We are in the middle of a building site. Beer is moved around in wheel barrows, people serve themselves meat-loaf and grilled sausage from the building-site buffet and sit on beer crates. No ... not the topping out ceremony for a new building, but Munich's 'Architektur Sommer', where consultants in office design, the 'Bromberger Büro Gestaltung' company, have invited us to the glass atrium of "Nymphe 5". Something like 250 guests, mainly architects and planners have come to this event organised by consultants Wengmann + Rattan (known amongst other things, for the Munich Design Parcours). The overarching theme "Construction site" makes for an unusual atmosphere and a refreshing alternative to the usual champagne receptions and cocktail parties.

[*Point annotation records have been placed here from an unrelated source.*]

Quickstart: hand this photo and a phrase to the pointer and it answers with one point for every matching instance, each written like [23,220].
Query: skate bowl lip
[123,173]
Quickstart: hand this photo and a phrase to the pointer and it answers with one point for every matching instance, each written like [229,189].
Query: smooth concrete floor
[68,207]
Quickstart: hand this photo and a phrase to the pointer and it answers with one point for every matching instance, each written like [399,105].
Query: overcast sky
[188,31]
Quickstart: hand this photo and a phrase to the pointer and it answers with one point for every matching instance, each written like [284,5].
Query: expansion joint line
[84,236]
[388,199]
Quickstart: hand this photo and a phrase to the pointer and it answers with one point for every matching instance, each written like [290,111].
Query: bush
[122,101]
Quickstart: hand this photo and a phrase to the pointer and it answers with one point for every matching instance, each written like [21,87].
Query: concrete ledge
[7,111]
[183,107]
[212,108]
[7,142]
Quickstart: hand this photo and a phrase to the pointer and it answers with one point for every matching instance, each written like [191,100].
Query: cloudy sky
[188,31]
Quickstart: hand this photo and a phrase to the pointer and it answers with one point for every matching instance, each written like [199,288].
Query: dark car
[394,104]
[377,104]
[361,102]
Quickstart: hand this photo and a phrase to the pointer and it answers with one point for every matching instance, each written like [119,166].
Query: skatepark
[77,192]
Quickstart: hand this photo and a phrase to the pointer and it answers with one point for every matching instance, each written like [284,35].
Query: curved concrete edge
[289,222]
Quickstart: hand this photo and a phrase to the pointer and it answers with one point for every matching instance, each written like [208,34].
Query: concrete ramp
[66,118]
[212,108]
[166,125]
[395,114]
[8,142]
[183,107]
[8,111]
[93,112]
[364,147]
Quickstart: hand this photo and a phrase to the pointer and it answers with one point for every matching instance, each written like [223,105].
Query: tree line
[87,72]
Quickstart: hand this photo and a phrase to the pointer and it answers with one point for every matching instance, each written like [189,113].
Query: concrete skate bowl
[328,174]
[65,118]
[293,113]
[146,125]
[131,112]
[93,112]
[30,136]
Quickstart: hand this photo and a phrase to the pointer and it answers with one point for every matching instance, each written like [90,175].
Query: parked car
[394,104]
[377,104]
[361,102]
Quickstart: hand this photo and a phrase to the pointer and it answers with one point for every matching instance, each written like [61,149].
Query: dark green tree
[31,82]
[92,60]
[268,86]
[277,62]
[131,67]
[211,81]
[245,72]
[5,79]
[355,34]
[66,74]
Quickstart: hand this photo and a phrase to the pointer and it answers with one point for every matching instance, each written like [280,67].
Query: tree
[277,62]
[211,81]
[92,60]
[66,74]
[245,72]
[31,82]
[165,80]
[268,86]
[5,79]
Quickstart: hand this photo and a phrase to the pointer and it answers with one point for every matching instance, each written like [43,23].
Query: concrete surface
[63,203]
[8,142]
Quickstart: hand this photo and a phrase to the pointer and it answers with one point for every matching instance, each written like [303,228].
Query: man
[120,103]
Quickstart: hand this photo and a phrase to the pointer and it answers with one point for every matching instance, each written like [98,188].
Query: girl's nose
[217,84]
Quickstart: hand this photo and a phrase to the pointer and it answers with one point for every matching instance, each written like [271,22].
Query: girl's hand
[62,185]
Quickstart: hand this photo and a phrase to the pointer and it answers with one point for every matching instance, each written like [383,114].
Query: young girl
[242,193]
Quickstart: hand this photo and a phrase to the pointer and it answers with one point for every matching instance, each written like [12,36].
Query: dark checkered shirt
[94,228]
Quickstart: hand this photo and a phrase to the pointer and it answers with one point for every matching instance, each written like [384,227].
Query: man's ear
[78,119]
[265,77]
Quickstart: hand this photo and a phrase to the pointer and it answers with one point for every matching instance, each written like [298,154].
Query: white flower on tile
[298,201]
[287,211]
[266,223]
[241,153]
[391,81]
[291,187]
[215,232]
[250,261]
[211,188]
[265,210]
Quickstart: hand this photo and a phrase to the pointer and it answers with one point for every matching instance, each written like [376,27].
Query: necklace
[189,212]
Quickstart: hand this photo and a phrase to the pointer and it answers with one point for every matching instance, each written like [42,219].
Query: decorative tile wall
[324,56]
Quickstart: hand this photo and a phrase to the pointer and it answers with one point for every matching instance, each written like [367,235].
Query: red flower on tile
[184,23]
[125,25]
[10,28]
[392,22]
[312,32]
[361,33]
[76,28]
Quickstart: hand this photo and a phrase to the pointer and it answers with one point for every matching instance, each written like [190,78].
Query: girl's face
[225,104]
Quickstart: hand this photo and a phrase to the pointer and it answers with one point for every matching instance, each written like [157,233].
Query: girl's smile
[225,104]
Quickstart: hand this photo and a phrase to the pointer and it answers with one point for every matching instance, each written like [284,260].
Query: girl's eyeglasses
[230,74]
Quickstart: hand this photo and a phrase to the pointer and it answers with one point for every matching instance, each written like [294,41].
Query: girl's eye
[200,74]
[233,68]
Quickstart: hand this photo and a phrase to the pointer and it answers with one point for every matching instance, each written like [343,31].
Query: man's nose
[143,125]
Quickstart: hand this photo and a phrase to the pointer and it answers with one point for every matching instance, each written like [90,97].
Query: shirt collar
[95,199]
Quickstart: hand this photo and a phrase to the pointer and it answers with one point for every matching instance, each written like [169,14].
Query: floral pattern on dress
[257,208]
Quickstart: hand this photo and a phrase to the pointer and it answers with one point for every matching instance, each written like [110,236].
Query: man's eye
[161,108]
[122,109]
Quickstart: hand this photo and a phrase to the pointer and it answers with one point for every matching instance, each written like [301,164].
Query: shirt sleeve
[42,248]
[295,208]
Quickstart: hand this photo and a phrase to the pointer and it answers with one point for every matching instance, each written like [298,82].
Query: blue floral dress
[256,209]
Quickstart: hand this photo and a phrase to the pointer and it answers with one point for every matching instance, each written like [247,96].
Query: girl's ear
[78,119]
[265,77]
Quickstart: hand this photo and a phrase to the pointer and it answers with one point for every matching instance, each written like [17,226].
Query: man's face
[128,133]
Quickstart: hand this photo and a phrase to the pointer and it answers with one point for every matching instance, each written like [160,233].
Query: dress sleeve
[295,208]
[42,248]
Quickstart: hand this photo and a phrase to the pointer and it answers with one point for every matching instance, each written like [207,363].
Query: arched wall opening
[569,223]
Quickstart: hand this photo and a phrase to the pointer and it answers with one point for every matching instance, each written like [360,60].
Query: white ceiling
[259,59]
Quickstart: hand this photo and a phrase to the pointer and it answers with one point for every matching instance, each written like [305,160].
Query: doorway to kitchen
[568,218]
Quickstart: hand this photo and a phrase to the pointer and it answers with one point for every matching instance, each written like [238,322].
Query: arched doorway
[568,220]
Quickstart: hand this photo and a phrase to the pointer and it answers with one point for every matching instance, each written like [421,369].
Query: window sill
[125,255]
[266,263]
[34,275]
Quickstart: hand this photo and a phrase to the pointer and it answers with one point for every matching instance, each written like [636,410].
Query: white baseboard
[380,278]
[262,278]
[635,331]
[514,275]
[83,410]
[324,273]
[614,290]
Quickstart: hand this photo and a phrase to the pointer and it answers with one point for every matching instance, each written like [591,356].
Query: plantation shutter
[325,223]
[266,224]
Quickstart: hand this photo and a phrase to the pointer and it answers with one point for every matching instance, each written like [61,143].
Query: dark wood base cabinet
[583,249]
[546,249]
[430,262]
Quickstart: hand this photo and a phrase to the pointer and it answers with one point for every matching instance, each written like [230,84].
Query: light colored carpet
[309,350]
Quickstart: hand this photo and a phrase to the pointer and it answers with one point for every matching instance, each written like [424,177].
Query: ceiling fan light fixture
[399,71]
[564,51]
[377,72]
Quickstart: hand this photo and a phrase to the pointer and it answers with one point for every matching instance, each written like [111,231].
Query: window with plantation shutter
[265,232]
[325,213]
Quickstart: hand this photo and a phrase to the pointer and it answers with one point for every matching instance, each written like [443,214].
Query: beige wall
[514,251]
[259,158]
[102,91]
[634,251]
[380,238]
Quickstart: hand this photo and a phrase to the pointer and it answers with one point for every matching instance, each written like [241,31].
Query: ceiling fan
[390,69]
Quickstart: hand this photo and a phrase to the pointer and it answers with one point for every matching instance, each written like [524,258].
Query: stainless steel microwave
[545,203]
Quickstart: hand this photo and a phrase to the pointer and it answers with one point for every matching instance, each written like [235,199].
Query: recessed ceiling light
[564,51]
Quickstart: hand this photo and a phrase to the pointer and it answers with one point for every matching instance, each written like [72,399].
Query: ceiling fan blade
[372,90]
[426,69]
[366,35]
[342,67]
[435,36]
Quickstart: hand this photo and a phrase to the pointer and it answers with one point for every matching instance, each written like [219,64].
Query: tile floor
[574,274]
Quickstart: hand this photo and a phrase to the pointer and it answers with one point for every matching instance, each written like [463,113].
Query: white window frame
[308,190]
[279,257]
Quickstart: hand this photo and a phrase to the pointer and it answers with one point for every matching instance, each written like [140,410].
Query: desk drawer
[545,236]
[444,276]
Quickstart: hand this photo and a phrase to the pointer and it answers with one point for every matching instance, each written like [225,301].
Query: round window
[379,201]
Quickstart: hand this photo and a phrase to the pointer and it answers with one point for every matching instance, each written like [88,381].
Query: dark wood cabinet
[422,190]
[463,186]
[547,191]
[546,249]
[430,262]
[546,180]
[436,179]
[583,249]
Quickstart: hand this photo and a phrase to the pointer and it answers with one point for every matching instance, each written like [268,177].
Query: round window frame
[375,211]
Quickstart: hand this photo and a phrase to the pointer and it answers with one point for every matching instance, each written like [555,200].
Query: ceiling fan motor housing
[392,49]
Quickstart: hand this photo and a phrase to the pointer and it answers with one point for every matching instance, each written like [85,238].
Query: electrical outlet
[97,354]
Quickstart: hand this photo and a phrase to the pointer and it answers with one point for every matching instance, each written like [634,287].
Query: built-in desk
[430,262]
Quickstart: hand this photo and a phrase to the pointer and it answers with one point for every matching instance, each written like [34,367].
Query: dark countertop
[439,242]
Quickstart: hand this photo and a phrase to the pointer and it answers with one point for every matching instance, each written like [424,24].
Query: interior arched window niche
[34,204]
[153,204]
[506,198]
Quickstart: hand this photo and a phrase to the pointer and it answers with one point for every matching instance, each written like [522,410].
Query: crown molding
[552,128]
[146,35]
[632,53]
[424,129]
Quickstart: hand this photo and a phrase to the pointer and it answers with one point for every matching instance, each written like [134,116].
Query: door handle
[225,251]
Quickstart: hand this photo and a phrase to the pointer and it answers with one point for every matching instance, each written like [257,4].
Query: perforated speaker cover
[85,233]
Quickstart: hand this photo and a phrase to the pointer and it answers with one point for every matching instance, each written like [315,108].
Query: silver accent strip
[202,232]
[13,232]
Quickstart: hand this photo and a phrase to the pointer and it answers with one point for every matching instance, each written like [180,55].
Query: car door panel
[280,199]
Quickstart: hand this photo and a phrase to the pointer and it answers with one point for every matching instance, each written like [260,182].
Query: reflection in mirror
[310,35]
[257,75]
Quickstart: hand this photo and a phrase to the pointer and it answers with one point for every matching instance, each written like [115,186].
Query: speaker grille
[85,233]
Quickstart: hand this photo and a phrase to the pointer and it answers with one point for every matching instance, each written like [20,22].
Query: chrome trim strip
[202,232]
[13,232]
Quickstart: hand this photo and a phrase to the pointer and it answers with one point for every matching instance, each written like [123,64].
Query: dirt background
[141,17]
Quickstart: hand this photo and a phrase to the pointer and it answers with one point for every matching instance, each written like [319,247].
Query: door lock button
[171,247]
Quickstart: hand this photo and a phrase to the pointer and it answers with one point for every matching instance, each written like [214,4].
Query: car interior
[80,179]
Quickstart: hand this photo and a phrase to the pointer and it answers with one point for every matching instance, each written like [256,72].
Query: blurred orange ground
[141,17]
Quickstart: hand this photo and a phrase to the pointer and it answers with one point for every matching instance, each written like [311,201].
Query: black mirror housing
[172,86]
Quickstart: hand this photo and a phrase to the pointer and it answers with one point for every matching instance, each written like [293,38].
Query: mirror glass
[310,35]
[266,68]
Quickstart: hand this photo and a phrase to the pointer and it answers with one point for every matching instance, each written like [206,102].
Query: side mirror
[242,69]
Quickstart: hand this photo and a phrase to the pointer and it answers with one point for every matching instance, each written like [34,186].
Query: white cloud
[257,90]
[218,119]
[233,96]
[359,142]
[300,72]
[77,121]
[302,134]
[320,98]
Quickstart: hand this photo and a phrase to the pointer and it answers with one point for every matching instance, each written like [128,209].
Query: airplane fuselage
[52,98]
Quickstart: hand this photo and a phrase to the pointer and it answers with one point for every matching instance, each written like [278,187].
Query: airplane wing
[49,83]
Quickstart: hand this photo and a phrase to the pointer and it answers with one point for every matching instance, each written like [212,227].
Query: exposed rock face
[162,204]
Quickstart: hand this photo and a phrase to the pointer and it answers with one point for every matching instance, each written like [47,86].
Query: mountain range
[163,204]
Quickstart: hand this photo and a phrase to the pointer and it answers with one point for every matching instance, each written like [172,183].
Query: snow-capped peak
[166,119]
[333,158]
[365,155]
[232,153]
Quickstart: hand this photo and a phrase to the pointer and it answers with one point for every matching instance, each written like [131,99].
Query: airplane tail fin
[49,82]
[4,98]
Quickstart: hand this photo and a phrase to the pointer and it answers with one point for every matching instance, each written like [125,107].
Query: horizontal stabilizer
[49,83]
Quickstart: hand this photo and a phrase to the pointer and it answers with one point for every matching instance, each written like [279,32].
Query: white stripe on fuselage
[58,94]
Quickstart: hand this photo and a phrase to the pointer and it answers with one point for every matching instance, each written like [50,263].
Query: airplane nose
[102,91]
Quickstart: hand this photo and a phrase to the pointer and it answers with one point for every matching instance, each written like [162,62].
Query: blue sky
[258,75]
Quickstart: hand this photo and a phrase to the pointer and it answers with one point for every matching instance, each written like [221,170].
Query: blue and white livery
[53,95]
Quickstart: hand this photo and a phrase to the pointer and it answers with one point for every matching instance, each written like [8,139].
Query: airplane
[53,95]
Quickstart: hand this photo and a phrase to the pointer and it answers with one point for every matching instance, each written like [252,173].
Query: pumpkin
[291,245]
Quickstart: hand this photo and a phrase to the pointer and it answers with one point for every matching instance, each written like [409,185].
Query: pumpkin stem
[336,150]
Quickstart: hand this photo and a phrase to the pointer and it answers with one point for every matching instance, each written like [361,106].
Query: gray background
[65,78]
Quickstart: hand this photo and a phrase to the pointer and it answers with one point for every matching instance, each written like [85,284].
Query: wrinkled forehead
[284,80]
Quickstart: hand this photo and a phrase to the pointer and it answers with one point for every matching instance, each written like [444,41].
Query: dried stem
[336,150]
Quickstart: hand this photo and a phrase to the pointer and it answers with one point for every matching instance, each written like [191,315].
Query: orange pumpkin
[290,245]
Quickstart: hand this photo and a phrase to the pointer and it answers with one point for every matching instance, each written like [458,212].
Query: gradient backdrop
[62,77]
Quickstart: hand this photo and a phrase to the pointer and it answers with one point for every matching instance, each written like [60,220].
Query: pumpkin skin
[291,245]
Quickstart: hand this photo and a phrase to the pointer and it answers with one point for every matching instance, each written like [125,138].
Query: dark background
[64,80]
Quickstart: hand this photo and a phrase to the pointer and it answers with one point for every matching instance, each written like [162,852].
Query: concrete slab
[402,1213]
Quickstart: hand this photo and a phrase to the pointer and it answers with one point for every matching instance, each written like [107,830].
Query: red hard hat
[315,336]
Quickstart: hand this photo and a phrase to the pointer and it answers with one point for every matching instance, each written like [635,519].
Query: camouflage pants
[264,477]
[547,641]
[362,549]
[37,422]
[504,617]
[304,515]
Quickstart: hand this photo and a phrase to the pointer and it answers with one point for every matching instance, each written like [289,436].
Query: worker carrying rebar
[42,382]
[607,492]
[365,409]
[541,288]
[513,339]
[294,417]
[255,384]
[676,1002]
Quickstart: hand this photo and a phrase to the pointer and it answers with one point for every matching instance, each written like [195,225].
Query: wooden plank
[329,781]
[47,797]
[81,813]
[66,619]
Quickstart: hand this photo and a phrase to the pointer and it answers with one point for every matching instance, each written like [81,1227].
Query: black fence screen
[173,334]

The firms represented by the Bromberger design studio - Object Carpet, Montana, Quinze&Milan, Montis, Interstuhl, Holzmedia, Element one and Invista/Antron were enjoined to bear the theme in mind in their presentations. This has been very successful, and particularly so in the case of Quinze&Milan. Banners, which have been individually designed and manufactured in vinyl by the different companies, are spread out on wall-papering tables, and guests can cut themselves a piece off the end and have it sewn into a bag on the spot. One of the highlights is the work of textile artist Stephanie Müller who, in her fashion show, presents individual clothing items and accessories that can then be combined with one another at will, according to the principle of the construction set. Fashion and architecture merge in the show to a single discipline, messages are 'embroidered' into the construction-site fences; as always with Stephanie Müller, it is also all about the subversive appropriation of public spaces. In New York, 'embroidering' construction-site fences appears to be a particularly popular medium, the creative successor, as it were, to graffiti, as we learn from the artist, who has devoted herself to the topic in several publications.

So, the Munich event becomes an unusual and inspiring experience, and points up new paths and possibilities for innovative and creative event formats. An evening, when people talk volubly and freely about architecture, fashion, design and town planning. What more could we want!?